A minister friend of mine is an amateur astronomer and has a substantial telescope of his own. He once took me out for an evening and explained elements of the universe, our solar system, and the stars. The distances involved between our sun and the nearest star are staggering. The distances between that and the next star incredible. He spoke of how God created the universe or was the prime-mover behind the big bang. Thus, the truth is that when we speak of a relationship with God, it is with one whose depths are unfathomable, whose height is un-scalable, whose breadth cannot be imagined.

Many times, in churches, people treat worship lightly. In some places, they treat God like a good buddy. In others, people come into worship and, it’s as if they’re saying, “Hey God, I’m here today, aren’t you glad I’m giving you some of my time.” The truth is that God is immense, so much greater than we can ever get our minds around. In entering the presence of God, we are entering the presence of a force that ought do nothing but inspire awe. It’s the type of thing Isaiah experienced in the temple. An awestruck Isaiah cried out, “Woe is me! I am lost, for I am a man of unclean lips, and I live among a people of unclean lips; yet my eyes have seen the King, the Lord of hosts! (Is.6:5).” God created us for a relationship with him but at the root of it, we are not dealing with an equal, our home is with the Lord of hosts.

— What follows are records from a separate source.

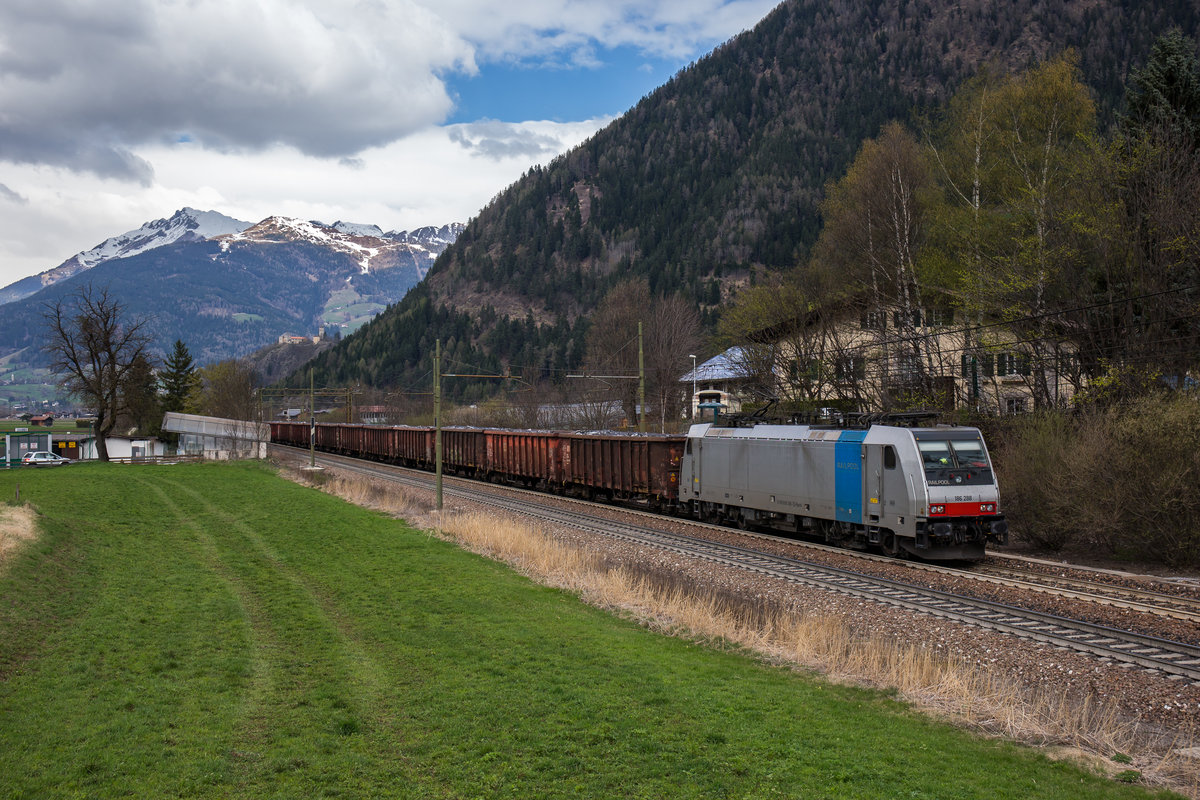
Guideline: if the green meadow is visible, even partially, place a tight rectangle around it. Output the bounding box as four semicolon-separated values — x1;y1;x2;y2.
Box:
0;462;1180;798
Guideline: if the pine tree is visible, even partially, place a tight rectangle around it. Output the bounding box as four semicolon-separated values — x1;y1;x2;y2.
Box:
122;353;162;436
1121;28;1200;150
160;339;198;414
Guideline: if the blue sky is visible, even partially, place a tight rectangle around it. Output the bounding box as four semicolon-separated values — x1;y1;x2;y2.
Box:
0;0;779;287
446;46;689;123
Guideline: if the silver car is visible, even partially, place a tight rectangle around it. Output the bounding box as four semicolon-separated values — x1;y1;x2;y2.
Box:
21;451;72;467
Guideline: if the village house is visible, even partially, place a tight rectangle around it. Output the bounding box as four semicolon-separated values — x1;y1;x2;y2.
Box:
686;305;1081;417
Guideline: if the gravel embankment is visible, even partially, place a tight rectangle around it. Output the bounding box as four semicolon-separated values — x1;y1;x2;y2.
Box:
517;494;1200;733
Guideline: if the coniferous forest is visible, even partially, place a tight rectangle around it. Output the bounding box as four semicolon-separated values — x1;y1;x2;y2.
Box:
297;0;1200;400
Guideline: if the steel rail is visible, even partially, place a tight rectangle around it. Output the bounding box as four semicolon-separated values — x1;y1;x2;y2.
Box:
970;564;1200;621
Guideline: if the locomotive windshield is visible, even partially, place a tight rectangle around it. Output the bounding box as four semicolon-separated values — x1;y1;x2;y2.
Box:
918;439;993;486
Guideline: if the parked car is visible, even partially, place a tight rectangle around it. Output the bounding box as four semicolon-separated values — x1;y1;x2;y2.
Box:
21;451;72;467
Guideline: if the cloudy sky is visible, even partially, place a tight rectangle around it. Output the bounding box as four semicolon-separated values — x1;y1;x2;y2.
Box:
0;0;779;288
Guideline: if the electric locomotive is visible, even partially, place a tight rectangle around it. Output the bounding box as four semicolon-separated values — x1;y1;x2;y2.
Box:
679;421;1008;561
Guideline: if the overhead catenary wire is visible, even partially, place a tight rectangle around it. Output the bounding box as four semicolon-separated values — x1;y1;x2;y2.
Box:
289;283;1198;420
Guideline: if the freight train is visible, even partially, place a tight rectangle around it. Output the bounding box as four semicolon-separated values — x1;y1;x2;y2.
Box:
270;419;1008;561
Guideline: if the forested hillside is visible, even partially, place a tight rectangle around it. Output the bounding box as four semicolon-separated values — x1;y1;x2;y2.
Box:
301;0;1200;397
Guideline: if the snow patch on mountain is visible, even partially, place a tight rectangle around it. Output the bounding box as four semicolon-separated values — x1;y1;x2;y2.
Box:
0;210;462;307
0;208;250;305
217;217;384;274
328;220;385;238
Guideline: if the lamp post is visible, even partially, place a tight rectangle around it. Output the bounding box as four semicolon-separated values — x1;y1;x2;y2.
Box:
689;354;697;420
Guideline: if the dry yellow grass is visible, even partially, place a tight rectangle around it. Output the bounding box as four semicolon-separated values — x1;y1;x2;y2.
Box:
0;505;38;568
280;462;1198;796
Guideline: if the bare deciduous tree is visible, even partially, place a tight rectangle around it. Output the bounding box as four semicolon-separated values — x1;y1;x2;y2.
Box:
645;294;701;431
584;279;701;431
583;279;650;426
44;285;155;462
192;359;259;421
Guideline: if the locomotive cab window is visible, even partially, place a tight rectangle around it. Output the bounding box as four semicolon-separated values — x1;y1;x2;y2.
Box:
918;439;993;486
919;441;953;468
884;445;897;469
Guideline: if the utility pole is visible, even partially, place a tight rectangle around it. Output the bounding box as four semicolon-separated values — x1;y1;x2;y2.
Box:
431;351;515;510
434;338;443;511
689;354;697;421
637;321;646;434
971;356;979;412
309;367;317;468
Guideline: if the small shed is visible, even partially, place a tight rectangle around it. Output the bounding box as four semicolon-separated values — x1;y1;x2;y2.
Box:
52;433;89;461
102;436;166;460
4;431;51;467
697;401;727;423
162;412;268;460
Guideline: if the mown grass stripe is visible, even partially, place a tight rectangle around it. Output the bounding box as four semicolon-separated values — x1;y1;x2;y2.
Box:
0;462;1179;799
134;471;412;792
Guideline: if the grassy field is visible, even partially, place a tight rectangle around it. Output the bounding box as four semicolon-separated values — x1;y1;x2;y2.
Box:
0;462;1182;799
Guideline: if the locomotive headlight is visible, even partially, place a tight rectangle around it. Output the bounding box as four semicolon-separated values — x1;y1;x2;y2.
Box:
930;505;945;515
980;503;995;513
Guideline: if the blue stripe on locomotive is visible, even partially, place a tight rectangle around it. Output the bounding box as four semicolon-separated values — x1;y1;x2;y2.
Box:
834;430;867;523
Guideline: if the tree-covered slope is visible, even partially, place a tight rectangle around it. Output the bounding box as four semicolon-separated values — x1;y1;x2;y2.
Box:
302;0;1200;394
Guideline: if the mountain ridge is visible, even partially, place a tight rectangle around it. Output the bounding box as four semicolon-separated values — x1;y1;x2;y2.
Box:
300;0;1200;395
0;213;462;368
0;208;251;305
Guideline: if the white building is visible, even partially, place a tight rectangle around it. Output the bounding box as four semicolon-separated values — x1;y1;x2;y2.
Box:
161;412;268;460
86;436;166;460
679;348;752;420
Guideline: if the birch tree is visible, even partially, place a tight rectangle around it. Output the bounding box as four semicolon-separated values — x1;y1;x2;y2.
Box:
811;122;935;409
926;53;1096;409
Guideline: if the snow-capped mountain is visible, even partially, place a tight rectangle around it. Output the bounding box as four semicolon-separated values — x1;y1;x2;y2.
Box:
327;220;386;238
326;220;465;245
0;208;250;305
216;217;456;279
387;223;465;246
0;210;462;368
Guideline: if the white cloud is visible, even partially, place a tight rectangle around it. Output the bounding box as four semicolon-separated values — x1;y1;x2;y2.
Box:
427;0;776;62
0;0;775;179
0;0;474;177
0;0;777;287
0;118;609;286
448;119;580;161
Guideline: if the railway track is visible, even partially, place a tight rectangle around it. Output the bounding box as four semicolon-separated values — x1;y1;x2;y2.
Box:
971;563;1200;621
782;546;1200;625
273;445;1200;684
705;527;1200;625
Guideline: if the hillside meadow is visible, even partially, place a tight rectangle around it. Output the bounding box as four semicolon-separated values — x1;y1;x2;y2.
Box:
0;462;1183;798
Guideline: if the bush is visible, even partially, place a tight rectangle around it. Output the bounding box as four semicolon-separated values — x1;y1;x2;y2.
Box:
989;394;1200;567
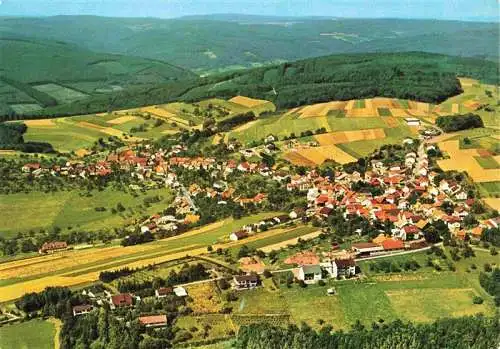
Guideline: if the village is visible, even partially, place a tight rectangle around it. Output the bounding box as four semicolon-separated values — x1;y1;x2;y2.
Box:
16;129;499;340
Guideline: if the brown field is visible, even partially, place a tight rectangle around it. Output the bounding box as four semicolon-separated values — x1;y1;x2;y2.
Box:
437;140;499;182
285;145;356;166
24;119;55;127
315;128;386;145
282;151;317;166
107;115;138;125
229;96;270;108
345;108;378;117
372;98;395;109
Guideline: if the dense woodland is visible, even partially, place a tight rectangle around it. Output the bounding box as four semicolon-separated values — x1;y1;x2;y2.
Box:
234;316;500;349
436;113;485;133
0;122;54;152
2;52;498;120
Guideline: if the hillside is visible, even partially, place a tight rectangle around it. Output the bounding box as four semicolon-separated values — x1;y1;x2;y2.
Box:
0;35;196;115
11;51;495;118
0;16;497;72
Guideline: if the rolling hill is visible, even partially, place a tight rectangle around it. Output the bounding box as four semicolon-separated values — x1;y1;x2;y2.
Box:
0;16;497;73
12;51;495;119
0;35;196;115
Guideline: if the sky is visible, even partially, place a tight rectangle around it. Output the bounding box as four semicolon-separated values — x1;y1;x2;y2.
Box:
0;0;498;22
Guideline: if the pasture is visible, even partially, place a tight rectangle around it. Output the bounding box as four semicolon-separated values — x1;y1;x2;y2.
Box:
0;319;55;349
33;83;88;104
175;314;235;343
0;187;174;237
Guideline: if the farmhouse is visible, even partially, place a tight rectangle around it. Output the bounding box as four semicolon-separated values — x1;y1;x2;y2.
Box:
111;293;133;308
155;287;173;298
72;304;94;316
321;258;356;278
351;242;384;256
139;315;168;328
297;265;323;284
405;117;421;126
230;230;249;241
39;241;68;254
233;274;260;290
173;286;188;297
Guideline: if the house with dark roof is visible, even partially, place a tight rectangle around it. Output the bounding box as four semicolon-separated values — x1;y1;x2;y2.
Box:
155;287;173;298
230;230;249;241
39;241;68;254
233;274;260;290
72;304;94;316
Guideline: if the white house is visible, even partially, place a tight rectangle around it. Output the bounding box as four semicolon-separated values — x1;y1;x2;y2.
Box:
405;118;421;126
297;265;323;284
173;286;187;297
320;259;356;278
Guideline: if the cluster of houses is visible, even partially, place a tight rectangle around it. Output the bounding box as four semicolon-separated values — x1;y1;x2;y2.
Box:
229;214;294;241
285;143;490;245
71;285;189;329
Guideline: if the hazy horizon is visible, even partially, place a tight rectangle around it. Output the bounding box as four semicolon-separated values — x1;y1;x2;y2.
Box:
0;0;498;22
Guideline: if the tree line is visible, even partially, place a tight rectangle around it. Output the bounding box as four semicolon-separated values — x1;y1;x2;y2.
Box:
234;315;500;349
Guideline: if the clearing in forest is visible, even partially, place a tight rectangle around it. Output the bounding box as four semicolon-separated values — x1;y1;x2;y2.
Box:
229;95;270;108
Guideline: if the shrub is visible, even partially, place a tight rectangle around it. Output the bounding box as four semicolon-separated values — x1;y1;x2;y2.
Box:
473;296;484;304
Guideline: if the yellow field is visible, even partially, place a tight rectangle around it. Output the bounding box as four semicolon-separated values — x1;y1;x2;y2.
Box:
228;96;270;108
24;119;55;127
483;198;500;211
139;106;191;127
0;222;302;302
77;121;126;138
315;128;386;145
437;140;499;182
287;144;356;166
186;282;223;313
107;115;138;125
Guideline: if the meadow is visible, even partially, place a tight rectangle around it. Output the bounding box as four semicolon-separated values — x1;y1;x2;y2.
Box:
0;319;56;349
0;187;174;237
226;247;497;331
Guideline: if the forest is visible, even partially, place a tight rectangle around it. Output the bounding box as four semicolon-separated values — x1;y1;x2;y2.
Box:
234;316;500;349
0;122;54;152
436;113;484;133
3;52;498;120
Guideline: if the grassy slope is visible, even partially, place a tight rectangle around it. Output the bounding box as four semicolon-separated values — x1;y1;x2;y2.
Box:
0;187;174;237
0;319;55;349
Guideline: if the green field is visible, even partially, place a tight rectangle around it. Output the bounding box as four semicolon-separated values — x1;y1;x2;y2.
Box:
476;182;500;197
0;319;55;349
377;107;392;116
175;315;235;342
33;83;88;104
9;104;43;114
475;156;500;169
0;187;174;237
228;248;497;330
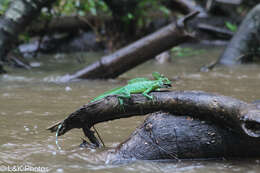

The truth is also that our worship and relationship with God must take account of Jesus, who is “the way, the truth, and the life.” Through Jesus work on the cross and his resurrection, sin and death have been defeated. And all that he went through for us tells us something about the incredible love of this God who inspires awe. There are a couple of things that Jesus’ work means for our worship and how we relate to God. If you think about it, the victorious nature of what God has accomplished ought, first, to inspire praise and thanksgiving. Perhaps, today, we would term it, “celebration.” Second, the fact that Jesus work is done, accomplished already, means salvation is here and that should inspire feelings of peace, well-being in our lives, assurance, and security; some of the very things we associate with being home.

For four years, I ministered in Ottawa in the 90s. A number of people in my church had family in the little town of Campbell’s Bay, over the river and up the valley, in QC. I remember going to a funeral in Campbell’s Bay one time, a funeral that still sticks in my memory. I was from the city church, supposedly the theologically astute one. As I glanced over the Order of Service before this funeral, I was quite astonished. It seemed to me that there was little room in this service for solemnity and grief. Someone had died for goodness sake, it was not a happy time. But as the service got under way, I began to think that it was me that was out of order. The service was a celebration of life. It was upbeat. It started with the gospel hymn, “When the Roll is Called Up Yonder, I’ll be There.” The readings were of eternal life. The speaker recounted the strong faith of the deceased, how she had lived a long life in Christ, and that now she was “home.” The other hymns, I don’t think they are in the United Church Hymnbook, were, “He the Pearly Gates Will Open,” “When We All Get to Heaven” – we’ll sing and shout the victory,” and “In the Sweet By and By – we shall meet on that beautiful shore.” There was a tremendous assurance in the service. Christ’s work was done. They atmosphere was upbeat, victorious, and I left a funeral of all things, uplifted.  I felt “Happy,” “my level was too high”as Pharrell Williams sings. But isn’t that the truth. That we have a God who inspires awe, a God who accomplished so much he inspires celebration, a God who loves us so much that we know we are safe, that things are going to be okay. It doesn’t matter what is going on in life, it doesn’t matter about all the noise and the clatter, it’s all going to be okay. In God’s presence we are “home.” It is a presence we can experience even now, and something we ought to cultivate a whole lot more of.